A combination of genetic mapping, molecular cytogenetics, sequence and comparative analysis can shed light on the nature of ploidy evolution, from the base of the plant kingdom to intra- and interspecific hybridization. Some of the techniques that can endeavour such analysis are as follows (see Chap. on Genomics for further details on these techniques):

  1. (a)

    In Situ Hybridization: In situ hybridization is a bridge between chromosomal and molecular level of genome investigations. This detects positions of unique sequences and repetitive DNAs along the chromosome(s). Fluorescent in situ hybridization (FISH) is a bit advanced, which detects fluorescent labels linked to DNA probes that can be visualized in a fluorescence microscope. Genomic in situ hybridization (GISH) is yet another advanced tool where total genomic DNA of species is hybridized as a probe on chromosomes. This leads to an analysis of whole genome discrimination rather than localization of specific sequences. There are several examples on the use of these techniques. In newly synthesized allotetraploid genotypes of Brassica napus, extensive genome remodelling due to homeologous pairing between the chromosomes of the A and C genomes were demonstrated. A combined GISH and FISH analysis demonstrated that in natural populations of Tragopogon miscellus, extensive chromosomal variation (mainly due to chromosome substitutions and homeologous rearrangements) was present up to the 40th generation following polyploidization.

  2. (b)

    Molecular Marker-Based Genetic Mapping: Genetic mapping in polyploids is complicated compared to diploid species. The need of large populations and use of complicated statistical methods make the process more difficult to obtain reliable genetic distance estimates.
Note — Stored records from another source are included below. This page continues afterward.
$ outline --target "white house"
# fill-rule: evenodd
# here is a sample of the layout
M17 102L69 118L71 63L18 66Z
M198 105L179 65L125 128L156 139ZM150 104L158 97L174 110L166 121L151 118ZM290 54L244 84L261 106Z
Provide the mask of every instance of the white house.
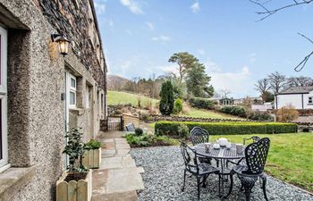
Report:
M275 96L275 108L292 105L296 109L313 109L313 86L289 88Z

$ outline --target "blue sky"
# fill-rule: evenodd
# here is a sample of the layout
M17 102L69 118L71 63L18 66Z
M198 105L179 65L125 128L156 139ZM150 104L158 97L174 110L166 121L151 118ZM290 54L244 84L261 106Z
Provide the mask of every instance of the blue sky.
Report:
M292 1L272 1L269 8ZM282 3L283 2L283 3ZM216 90L257 96L253 84L277 71L312 76L313 4L281 11L257 22L261 9L248 0L96 0L109 74L128 79L174 71L168 58L189 52L206 64Z

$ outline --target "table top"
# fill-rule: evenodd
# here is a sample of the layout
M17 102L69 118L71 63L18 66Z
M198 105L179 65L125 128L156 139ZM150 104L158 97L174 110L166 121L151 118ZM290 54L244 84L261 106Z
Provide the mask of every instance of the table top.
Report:
M199 144L193 147L193 149L198 155L205 157L217 158L217 159L240 159L244 157L244 151L239 155L236 151L236 144L232 143L232 147L227 149L226 147L221 147L219 149L214 149L210 147L208 152L205 150L205 145Z

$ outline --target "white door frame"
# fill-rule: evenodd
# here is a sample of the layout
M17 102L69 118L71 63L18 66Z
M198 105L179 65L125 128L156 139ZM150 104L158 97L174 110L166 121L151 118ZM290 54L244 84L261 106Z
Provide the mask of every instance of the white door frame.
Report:
M0 172L8 168L7 140L7 30L0 26L0 99L1 99L1 153Z

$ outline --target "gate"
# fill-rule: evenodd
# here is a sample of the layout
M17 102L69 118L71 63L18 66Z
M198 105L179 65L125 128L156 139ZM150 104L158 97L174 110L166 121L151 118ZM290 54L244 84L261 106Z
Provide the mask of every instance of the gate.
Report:
M109 116L106 121L105 130L123 130L123 116Z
A simple way is to use only single-dose markers from each parent, i.e. those segregating 1:1 in the mapping population (e.g. a population obtained from the cross Mmmm × mmmm in a tetraploid species).

  3. (c)

    Methylation-Sensitive Molecular Markers: The use of an AFLP-like method using restriction enzymes sharing the same recognition site but having differential sensitivity to DNA methylation (isoschizomers – pairs of restriction enzymes specific to the same recognition sequence) is efficient for the determination of genome-wide DNA methylation patterns. This process otherwise known as methylation-sensitive amplified polymorphism (MSAP) is based on the use of the isoschizomers HpaII and MspI (both recognizing the 5’-CCGG sequence) but affected by the methylation state of the outer or inner cytosine residues. New and acceptable results were derived in newly synthesized polyploids by the use of this technique. In F4 allotetraploids of Arabidopsis, frequent changes occurred when compared to the parents with increases and decreases in methylation. The change in methylation patterns equally affected both repetitive DNA sequences and low-copy DNAs.

  4. (d)

    Comparative Genome Analysis: Comparative genomics addresses several pertinent questions in genome evolution. Several phylogenetic and taxonomic studies revealed ancient polyploidy events and the evolution of novel genes that enabled adaptive processes. Recent genomic research revealed the relevance of polyploidy in angiosperm evolution and also suggested several ancient whole genome duplication (WGD) events. Transposable elements must have played a pivotal role in enhancing functional changes through genome reorganization following allopolyploidization.

  5. (e)

    High-Throughput DNA Sequencing: High-throughput DNA sequencing coupled with computational analysis provides answers for the genetic analysis of polyploids. In B. napus, the polyploidy issue was done by sequencing leaf transcriptome across a mapping population. The Wheat Genome Initiative (http://www.wheatgenome.org/) individual or groups of homeologous chromosomes were analysed by flow cytometry separation. While in cultivated wheat gene duplications were predominant, wild wheat was characterized by deletions. Exon capture helped in variant discovery in polyploids that played a crucial role in the origin of new adaptations. SNPs have been utilized in the detection of variation in plant polyploidy. Illumina GoldenGate assay identifies a high number of SNPs in tetraploid and hexaploid wheat. In elite maize inbred lines, more than one million SNPs have been identified in Illumina sequencing platform.